You’re supposed to clean your wardrobe?

hendrik ,

Uh, no. I don't know what I'm saying. I meant sort through, get rid of old stuff. I've never cleaned the insides that way. And I suppose don't do that to the harddisk either.

halm ,
@halm@leminal.space avatar

A) Almost every day. I have a constant backlog/watchlist but it’s small and fairly constant.

B) Once or twice a year I go over my media and delete movies or shows that I’m definitely not watching again. I am hoarding, though only the good stuff. Nothing wrong with that.

herrcaptain ,

Avoid hoarding? Let’s just say I bring a real “gotta catch em all” energy to the trackers.

dhtseany ,

How do you avoid “hoarding”?

Looks at my 28TB storage array that’s 3/4 full…

tobogganablaze ,

Time to buy new HDDs.

sub_ubi ,

There’s no reason to avoid hoarding!

FeelThePower ,
@FeelThePower@lemmy.dbzer0.com avatar

when a wildfire took down my internet last month I sure didn’t regret hoarding. I had plenty of unseen entertainment at my disposal, watched a bunch of new shows. when it did come back I decided not only to keep hoarding anything interesting to me, but to invest in a new backup drive to keep the hoard safe lol.

send_me_your_ink ,

Do you need the space?

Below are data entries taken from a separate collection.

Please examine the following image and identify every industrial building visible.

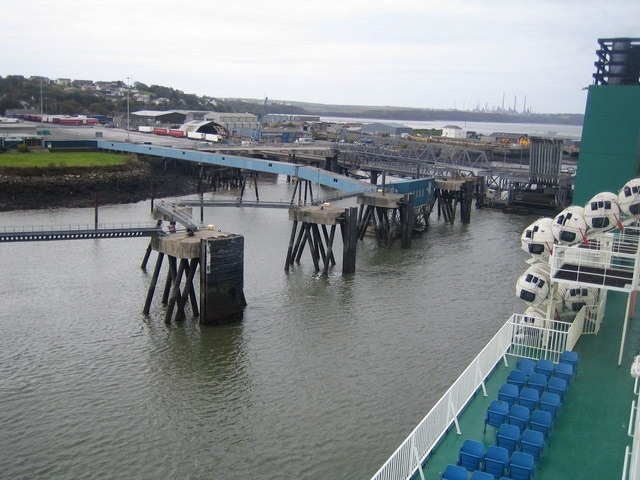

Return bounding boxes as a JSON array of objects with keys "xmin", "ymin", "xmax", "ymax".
[{"xmin": 360, "ymin": 123, "xmax": 413, "ymax": 137}]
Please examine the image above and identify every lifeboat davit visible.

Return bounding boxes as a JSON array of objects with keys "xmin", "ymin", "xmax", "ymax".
[
  {"xmin": 516, "ymin": 263, "xmax": 550, "ymax": 305},
  {"xmin": 520, "ymin": 218, "xmax": 555, "ymax": 257},
  {"xmin": 558, "ymin": 284, "xmax": 598, "ymax": 312},
  {"xmin": 618, "ymin": 178, "xmax": 640, "ymax": 216},
  {"xmin": 584, "ymin": 192, "xmax": 622, "ymax": 230},
  {"xmin": 551, "ymin": 205, "xmax": 587, "ymax": 245}
]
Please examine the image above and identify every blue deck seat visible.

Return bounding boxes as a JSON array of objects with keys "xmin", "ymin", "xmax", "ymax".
[
  {"xmin": 553, "ymin": 363, "xmax": 574, "ymax": 385},
  {"xmin": 484, "ymin": 400, "xmax": 509, "ymax": 432},
  {"xmin": 520, "ymin": 428, "xmax": 544, "ymax": 460},
  {"xmin": 536, "ymin": 358, "xmax": 554, "ymax": 378},
  {"xmin": 471, "ymin": 470, "xmax": 495, "ymax": 480},
  {"xmin": 540, "ymin": 392, "xmax": 562, "ymax": 418},
  {"xmin": 559, "ymin": 350, "xmax": 580, "ymax": 373},
  {"xmin": 508, "ymin": 405, "xmax": 531, "ymax": 432},
  {"xmin": 529, "ymin": 410, "xmax": 553, "ymax": 439},
  {"xmin": 484, "ymin": 445, "xmax": 509, "ymax": 477},
  {"xmin": 509, "ymin": 452, "xmax": 536, "ymax": 480},
  {"xmin": 516, "ymin": 358, "xmax": 536, "ymax": 375},
  {"xmin": 518, "ymin": 387, "xmax": 540, "ymax": 410},
  {"xmin": 496, "ymin": 423, "xmax": 520, "ymax": 454},
  {"xmin": 440, "ymin": 465, "xmax": 467, "ymax": 480},
  {"xmin": 547, "ymin": 377, "xmax": 568, "ymax": 402},
  {"xmin": 498, "ymin": 383, "xmax": 520, "ymax": 406},
  {"xmin": 507, "ymin": 370, "xmax": 529, "ymax": 389},
  {"xmin": 527, "ymin": 373, "xmax": 548, "ymax": 395},
  {"xmin": 458, "ymin": 439, "xmax": 484, "ymax": 471}
]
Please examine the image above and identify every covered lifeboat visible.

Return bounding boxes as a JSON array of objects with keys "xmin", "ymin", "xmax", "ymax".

If not who cares.

Personally I run a media service for friends and family. I’m about to bring another 100tb online because we are running low on storage. Am I holding or just running a rack of servers in my basement?

astrsk ,
@astrsk@kbin.run avatar

Storage is cheap. There’s no reason to delete content.

UnspokenIdiot ,

depends on what job are you working

tobogganablaze ,

Only reason I delete content is when I upgrade. Like replacing a low resolution version of show with a higher one. Still, I keep immutable “snapshots” of my entire media folder so even after deleting something, It’ll stick around for at least 6 months in case I need to restore it.

Barzaria ,

What I do is sort the directories and files by size and go largest to smallest. Based on the likely distribution of files sizes, 20% of your files and/or directories will account for 80% of the hard drive space. I usually then choose candidates for deletion and evaluate them, deleting them on the spot or skipping them for this time. I do this until I get the space reduction I want or until I’m sure that I want to keep what is in the largest 20%. After I reach one of the two states: top 20% of files/directories are keepers or I deleted down X GB. This method can be done with any sorting method. For example, by play count or by date added, old to new. Keep going until the top 20% are keepers. The same distribution is likely to apply across all vertical data labels so the filter is generically usable in lots of situations. For example, 20% of car drivers likely get 80% of speeding tickets. We could reduce speeding by 80% by speed limiting these drivers’ cars or by revoking their drivers licenses. Another example is memory hogs in a computer system. The top 20% of memory hogging programs likely account for 80% of used memory in a system. This distribution is called the Pareto principle. The principle is an example of a power law.